By Marc Goodin
You’ve found a piece of land and the only thing standing between you and your dream of building a self-storage facility is getting your approvals from the town. We’re always hearing about the projects that are rejected, but after 30 years as a civil engineer designing self-storage sites, including the three I own, I can personally attest that the vast majority are approved.
However, if you don’t do your homework, you could be stopped dead in your tracks. Fortunately, if you’re prepared and ready to answer just about any question or concern your town’s zoning department may have, more often than not, you’ll gain their support.
Understand the Regulations
The first step in being prepared for approval is having complete plans that meet the zoning regulations. Revisions during the process cause delays and are often expensive. Educate yourself on the planning and zoning regulations and wetland regulations for the area in which you’d like to build. You can often find this information online or buy it at city hall.

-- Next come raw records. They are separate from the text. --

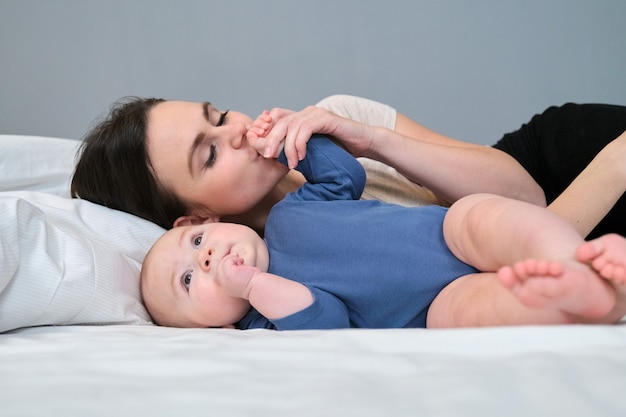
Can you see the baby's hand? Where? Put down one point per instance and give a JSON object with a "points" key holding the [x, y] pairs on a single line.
{"points": [[261, 127], [235, 277]]}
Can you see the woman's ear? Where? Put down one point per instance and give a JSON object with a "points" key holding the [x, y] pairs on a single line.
{"points": [[193, 219]]}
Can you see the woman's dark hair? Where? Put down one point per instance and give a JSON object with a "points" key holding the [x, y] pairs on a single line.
{"points": [[114, 169]]}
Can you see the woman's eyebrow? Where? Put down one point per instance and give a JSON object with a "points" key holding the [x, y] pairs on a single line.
{"points": [[205, 110], [199, 139]]}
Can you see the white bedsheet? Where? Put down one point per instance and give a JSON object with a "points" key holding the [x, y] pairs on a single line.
{"points": [[156, 371]]}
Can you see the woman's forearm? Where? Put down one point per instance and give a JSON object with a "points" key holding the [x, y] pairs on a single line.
{"points": [[594, 192], [451, 168]]}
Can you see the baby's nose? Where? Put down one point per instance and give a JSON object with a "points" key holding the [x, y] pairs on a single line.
{"points": [[204, 258]]}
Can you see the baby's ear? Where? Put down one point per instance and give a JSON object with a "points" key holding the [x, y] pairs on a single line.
{"points": [[193, 219]]}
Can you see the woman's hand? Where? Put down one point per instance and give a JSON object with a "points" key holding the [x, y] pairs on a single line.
{"points": [[292, 130], [235, 277]]}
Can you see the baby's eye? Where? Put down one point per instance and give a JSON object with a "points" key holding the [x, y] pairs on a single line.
{"points": [[186, 280]]}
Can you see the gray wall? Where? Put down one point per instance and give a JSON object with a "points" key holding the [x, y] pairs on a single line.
{"points": [[472, 69]]}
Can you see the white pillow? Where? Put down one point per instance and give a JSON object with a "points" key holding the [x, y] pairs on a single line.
{"points": [[67, 261], [37, 163]]}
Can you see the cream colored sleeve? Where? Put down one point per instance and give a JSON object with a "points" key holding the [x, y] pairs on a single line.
{"points": [[383, 182]]}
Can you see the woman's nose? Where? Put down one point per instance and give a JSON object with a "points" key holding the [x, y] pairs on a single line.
{"points": [[238, 135], [204, 258]]}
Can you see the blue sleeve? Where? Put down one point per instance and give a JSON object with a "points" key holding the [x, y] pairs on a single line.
{"points": [[326, 312], [330, 171]]}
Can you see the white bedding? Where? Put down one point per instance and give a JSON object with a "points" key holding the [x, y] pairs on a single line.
{"points": [[155, 371], [130, 367]]}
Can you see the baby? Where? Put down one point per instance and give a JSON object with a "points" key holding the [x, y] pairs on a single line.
{"points": [[330, 260]]}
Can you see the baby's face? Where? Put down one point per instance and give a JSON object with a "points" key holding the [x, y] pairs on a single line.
{"points": [[180, 283]]}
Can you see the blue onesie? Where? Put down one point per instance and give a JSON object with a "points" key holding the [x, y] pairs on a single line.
{"points": [[368, 264]]}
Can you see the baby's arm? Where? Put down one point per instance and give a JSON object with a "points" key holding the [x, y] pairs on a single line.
{"points": [[273, 296]]}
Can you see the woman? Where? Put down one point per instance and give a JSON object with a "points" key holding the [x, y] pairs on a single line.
{"points": [[190, 163]]}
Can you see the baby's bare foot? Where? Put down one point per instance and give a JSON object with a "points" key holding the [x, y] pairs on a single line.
{"points": [[567, 286], [607, 256]]}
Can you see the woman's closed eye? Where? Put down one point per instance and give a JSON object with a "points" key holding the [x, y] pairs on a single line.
{"points": [[222, 118]]}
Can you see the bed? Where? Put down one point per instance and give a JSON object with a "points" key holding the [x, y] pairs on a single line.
{"points": [[76, 340]]}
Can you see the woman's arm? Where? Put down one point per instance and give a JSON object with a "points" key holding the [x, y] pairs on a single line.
{"points": [[596, 189], [448, 167]]}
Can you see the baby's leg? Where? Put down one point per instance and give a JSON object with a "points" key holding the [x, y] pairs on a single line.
{"points": [[479, 300], [567, 286]]}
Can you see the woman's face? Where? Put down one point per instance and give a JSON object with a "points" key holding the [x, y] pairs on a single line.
{"points": [[203, 156]]}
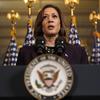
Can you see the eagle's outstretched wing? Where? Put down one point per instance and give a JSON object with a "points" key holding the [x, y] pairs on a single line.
{"points": [[55, 76], [40, 76]]}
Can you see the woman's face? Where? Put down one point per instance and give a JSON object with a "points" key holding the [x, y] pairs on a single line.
{"points": [[51, 22]]}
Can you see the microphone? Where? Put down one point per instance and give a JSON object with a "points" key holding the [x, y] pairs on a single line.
{"points": [[60, 45], [40, 45]]}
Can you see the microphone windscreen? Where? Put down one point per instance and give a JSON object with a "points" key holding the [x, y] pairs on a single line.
{"points": [[40, 45], [59, 45]]}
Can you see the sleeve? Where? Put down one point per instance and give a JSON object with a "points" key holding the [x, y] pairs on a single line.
{"points": [[84, 56]]}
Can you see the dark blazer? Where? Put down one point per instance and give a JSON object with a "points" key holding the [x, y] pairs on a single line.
{"points": [[74, 54]]}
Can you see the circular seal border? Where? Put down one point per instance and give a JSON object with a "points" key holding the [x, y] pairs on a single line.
{"points": [[58, 59]]}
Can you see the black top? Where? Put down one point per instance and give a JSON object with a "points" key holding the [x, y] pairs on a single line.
{"points": [[74, 54]]}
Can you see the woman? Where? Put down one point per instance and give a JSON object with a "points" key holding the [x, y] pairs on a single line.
{"points": [[50, 38]]}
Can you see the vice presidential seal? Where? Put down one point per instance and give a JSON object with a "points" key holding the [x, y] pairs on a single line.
{"points": [[48, 76]]}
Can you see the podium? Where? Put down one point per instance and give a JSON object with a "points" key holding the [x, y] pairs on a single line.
{"points": [[86, 81]]}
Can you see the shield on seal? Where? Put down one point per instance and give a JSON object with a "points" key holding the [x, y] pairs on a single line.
{"points": [[48, 75]]}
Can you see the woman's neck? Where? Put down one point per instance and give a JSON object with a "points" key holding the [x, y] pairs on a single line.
{"points": [[50, 41]]}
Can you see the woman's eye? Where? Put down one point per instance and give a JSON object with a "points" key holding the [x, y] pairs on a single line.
{"points": [[44, 17], [54, 16]]}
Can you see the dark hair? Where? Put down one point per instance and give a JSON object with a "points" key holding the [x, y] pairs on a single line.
{"points": [[38, 23]]}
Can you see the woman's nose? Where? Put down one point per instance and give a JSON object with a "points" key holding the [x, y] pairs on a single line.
{"points": [[50, 19]]}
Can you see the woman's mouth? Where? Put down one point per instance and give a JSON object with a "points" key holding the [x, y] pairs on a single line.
{"points": [[50, 27]]}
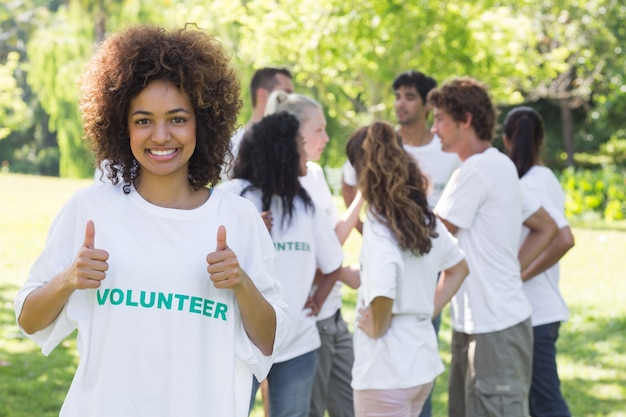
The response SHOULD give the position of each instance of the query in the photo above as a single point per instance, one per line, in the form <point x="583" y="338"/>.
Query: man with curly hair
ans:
<point x="264" y="81"/>
<point x="483" y="206"/>
<point x="174" y="316"/>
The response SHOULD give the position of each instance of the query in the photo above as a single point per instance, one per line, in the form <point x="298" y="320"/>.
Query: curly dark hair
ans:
<point x="466" y="95"/>
<point x="126" y="63"/>
<point x="268" y="158"/>
<point x="393" y="185"/>
<point x="523" y="127"/>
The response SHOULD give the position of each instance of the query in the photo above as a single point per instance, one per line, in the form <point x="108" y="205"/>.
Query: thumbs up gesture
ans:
<point x="223" y="265"/>
<point x="90" y="265"/>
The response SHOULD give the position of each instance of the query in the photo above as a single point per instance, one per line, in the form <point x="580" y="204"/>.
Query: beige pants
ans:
<point x="406" y="402"/>
<point x="490" y="373"/>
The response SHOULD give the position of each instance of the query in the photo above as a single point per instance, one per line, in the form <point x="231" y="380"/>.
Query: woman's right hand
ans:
<point x="90" y="266"/>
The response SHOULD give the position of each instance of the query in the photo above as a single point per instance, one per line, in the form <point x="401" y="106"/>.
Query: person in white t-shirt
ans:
<point x="412" y="110"/>
<point x="267" y="172"/>
<point x="331" y="389"/>
<point x="405" y="247"/>
<point x="483" y="205"/>
<point x="170" y="284"/>
<point x="264" y="81"/>
<point x="523" y="137"/>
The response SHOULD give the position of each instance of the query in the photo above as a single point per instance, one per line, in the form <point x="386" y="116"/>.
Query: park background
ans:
<point x="563" y="57"/>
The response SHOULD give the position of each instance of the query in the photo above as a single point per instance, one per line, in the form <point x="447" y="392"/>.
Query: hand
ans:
<point x="268" y="219"/>
<point x="312" y="305"/>
<point x="90" y="265"/>
<point x="223" y="265"/>
<point x="365" y="321"/>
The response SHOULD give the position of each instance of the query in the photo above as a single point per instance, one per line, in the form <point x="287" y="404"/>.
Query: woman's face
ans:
<point x="303" y="155"/>
<point x="162" y="128"/>
<point x="313" y="130"/>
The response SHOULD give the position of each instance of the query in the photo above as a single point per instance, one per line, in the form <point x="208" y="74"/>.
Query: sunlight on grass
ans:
<point x="592" y="353"/>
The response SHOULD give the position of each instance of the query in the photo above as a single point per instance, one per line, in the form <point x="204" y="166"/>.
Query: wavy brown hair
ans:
<point x="393" y="186"/>
<point x="466" y="95"/>
<point x="126" y="63"/>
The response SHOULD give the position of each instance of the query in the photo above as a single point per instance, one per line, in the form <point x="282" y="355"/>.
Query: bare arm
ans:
<point x="43" y="305"/>
<point x="349" y="194"/>
<point x="325" y="283"/>
<point x="350" y="219"/>
<point x="543" y="230"/>
<point x="452" y="228"/>
<point x="257" y="314"/>
<point x="449" y="282"/>
<point x="563" y="242"/>
<point x="375" y="319"/>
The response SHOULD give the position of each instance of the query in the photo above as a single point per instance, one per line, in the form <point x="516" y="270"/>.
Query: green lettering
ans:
<point x="194" y="305"/>
<point x="147" y="304"/>
<point x="129" y="301"/>
<point x="221" y="311"/>
<point x="102" y="297"/>
<point x="181" y="300"/>
<point x="165" y="300"/>
<point x="120" y="296"/>
<point x="208" y="307"/>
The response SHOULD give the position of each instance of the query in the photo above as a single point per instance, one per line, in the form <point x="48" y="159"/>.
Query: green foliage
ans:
<point x="14" y="112"/>
<point x="595" y="193"/>
<point x="58" y="53"/>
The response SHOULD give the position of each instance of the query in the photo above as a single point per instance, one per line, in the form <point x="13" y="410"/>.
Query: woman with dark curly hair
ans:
<point x="270" y="162"/>
<point x="173" y="318"/>
<point x="404" y="248"/>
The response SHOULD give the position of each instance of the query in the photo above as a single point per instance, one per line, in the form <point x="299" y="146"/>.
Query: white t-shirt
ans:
<point x="484" y="200"/>
<point x="308" y="241"/>
<point x="406" y="355"/>
<point x="543" y="290"/>
<point x="157" y="338"/>
<point x="436" y="164"/>
<point x="315" y="184"/>
<point x="235" y="143"/>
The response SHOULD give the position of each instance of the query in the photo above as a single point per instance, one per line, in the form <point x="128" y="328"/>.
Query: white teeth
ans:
<point x="162" y="152"/>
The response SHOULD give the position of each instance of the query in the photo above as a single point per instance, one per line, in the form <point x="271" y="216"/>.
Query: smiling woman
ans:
<point x="162" y="129"/>
<point x="159" y="108"/>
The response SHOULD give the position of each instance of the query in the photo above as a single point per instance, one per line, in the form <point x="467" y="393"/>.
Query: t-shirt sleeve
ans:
<point x="349" y="174"/>
<point x="530" y="204"/>
<point x="381" y="261"/>
<point x="465" y="192"/>
<point x="258" y="262"/>
<point x="58" y="253"/>
<point x="451" y="252"/>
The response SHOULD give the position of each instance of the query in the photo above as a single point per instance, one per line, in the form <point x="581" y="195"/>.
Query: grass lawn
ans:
<point x="592" y="347"/>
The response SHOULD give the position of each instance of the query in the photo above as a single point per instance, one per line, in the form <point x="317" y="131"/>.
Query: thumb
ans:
<point x="90" y="235"/>
<point x="221" y="239"/>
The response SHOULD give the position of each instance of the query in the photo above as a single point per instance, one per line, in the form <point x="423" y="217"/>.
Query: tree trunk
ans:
<point x="567" y="124"/>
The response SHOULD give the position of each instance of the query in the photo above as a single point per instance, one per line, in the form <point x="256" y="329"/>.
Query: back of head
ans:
<point x="463" y="96"/>
<point x="296" y="104"/>
<point x="268" y="158"/>
<point x="392" y="185"/>
<point x="266" y="78"/>
<point x="422" y="83"/>
<point x="127" y="62"/>
<point x="523" y="128"/>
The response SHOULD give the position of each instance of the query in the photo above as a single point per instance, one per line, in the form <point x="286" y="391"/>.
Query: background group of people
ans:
<point x="448" y="218"/>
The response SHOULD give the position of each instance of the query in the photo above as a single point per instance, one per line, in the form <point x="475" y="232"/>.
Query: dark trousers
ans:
<point x="545" y="399"/>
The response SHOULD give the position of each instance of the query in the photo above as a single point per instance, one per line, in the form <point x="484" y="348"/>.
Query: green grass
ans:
<point x="592" y="347"/>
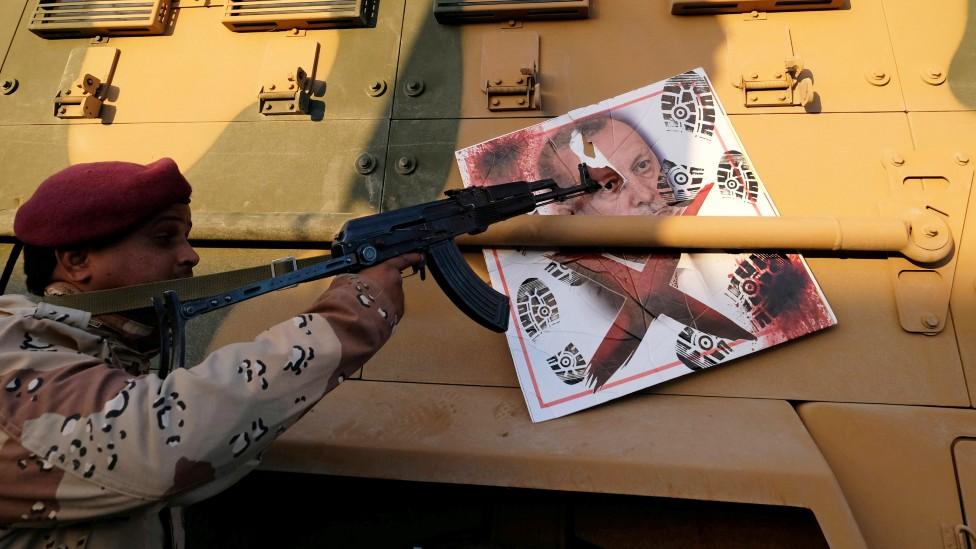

Some towns have incredibly detailed self-storage regulations while others have the same regulations for self-storage and general commercial. Don’t forget that in addition to industry-specific guidelines there are many other general regulations that must be met by all commercial developments. Most new developers get in trouble by making many wrong assumptions because they were not aware of all the parameters.
Here are just a few zoning regulations I’ve come across that can have a major impact on your facility’s design or approval. Anyone of these (and many others) can require substantially more land or money than originally anticipated, so be prepared.
- No self-storage can be located within three miles of another storage facility.
- The maximum property coverage of the storage buildings and pavement is 50 percent.
- Self-storage can only be located in the industrial park zone.
- Only one building is permitted on a single parcel.
- No development or restricted development is permitted within 150 feet of the wetlands.
- One parking space is required per 1,000 square feet of building.
- Onsite drainage detention is required, which takes large areas of land to build.
- Similarly, new developers often don’t conduct a review of the building codes and other self-storage standards before they start their design plans. This can lead to poor design or even significant redesigns. For example, here are three non-zoning codes that are often initially overlooked:
- Some fire codes or building codes can overrule zoning codes for driveway widths, requiring 30 feet between buildings.
- Building-code firewall requirements should also be reviewed prior to completing your site plan. Sometimes you can save money by eliminating expensive firewalls and limiting individual building sizes.
- Building widths of 10 feet increments are more cost-efficient because there’s less waste.
Meet With City Staff
How you communicate and present your project will have a major impact on your zoning department’s support as well. Yes, it’s politics. Early in the process, you want to meet with the city planner and engineer to learn more about the regulations and start building a rapport with them. Specifically ask for recommendations they may have as you move forward.
After you have a conceptual plan, it’s time to meet with them again. Don’t wait until you’ve completed expensive site plans by your engineer only to find you’ve overlooked something buried deep in the regulations or unwritten guidelines or requirements.